Fatalmente, uno cumple años. Y recibe regalos. Este año recibí uno que, aunque no deseado, me llena de algarabía porque me permite experimentar el capitalismo en su forma más vil: un iPad.
Siempre tuve una desconfianza (vanguardista, si se quiere) contra la modernización capitalista, pero como el año pasado había declarado equivocada mi resistencia a los lectores de libros electrónicos, este año recibí como regalo una plataforma de consumo.

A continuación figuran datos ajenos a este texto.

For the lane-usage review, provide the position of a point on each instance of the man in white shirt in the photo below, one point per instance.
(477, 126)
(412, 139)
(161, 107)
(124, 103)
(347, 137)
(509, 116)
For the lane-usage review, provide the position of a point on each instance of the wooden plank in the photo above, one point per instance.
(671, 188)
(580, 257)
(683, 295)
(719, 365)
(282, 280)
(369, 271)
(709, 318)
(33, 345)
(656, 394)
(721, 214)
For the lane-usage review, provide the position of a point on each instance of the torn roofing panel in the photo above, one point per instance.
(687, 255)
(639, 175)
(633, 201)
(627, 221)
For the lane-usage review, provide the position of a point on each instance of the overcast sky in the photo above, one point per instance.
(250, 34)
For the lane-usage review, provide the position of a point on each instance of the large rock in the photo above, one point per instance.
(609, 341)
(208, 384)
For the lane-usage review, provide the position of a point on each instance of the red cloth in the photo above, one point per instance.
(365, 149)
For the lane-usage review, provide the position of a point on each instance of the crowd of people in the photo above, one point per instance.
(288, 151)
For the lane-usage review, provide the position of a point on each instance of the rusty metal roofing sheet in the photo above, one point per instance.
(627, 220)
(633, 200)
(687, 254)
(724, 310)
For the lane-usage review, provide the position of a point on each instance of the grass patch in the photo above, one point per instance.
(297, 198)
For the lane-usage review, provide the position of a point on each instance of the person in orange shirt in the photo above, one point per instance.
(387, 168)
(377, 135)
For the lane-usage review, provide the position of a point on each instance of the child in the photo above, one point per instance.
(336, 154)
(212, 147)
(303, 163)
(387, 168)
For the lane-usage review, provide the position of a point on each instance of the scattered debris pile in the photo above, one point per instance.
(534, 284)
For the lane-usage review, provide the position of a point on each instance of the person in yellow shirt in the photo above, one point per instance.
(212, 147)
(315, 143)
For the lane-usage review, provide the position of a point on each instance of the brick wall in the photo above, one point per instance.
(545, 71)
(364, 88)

Las tabletas en general, y el iPad en particular, no sirven para nada (no cumplen ninguna función que un teléfono celular y una computadora de escritorio no hayan resuelto ya con méritos sobresalientes). No sirven para trabajar, y la diversión que ofrecen está filtrada por las tiendas horrorosas que funcionan como puerto de enlace entre mi dispositivo y la computadora que tengo en mi escritorio. Sin internet, el iPad no funciona, leer al aire libre es imposible porque la pantalla funciona como espejo, mirar películas o series en la cama es incomodísimo porque hay que sostener el engendro con la mano, escribir con el teclado táctil es una tortura y el iPad no acepta el teclado inalámbrico que uso en mi Mac, pagué una cuenta por internet y no pude recuperar el comprobante de pago, y encima Siri, esa robota idiota, no me entiende. La historia de la computación ha encontrado un punto de inflexión en la invención de estas plataformas siniestras: lo que antes era una aventura libertaria y democratizadora hoy se ha vuelto un signo de distinción de la peor especie.Cuando expreso mis descontentos contra un regalo que, pese a todo, estoy disfrutando porque aprendo cosas, mis amigos snobs me miran como si estuviera loco. Sí, el iPad es lindo. Hemos llegado al colmo de pagar carísimo para comprar basura linda. Y ser moderno es atreverse a comprar y portar por el mundo basura cara.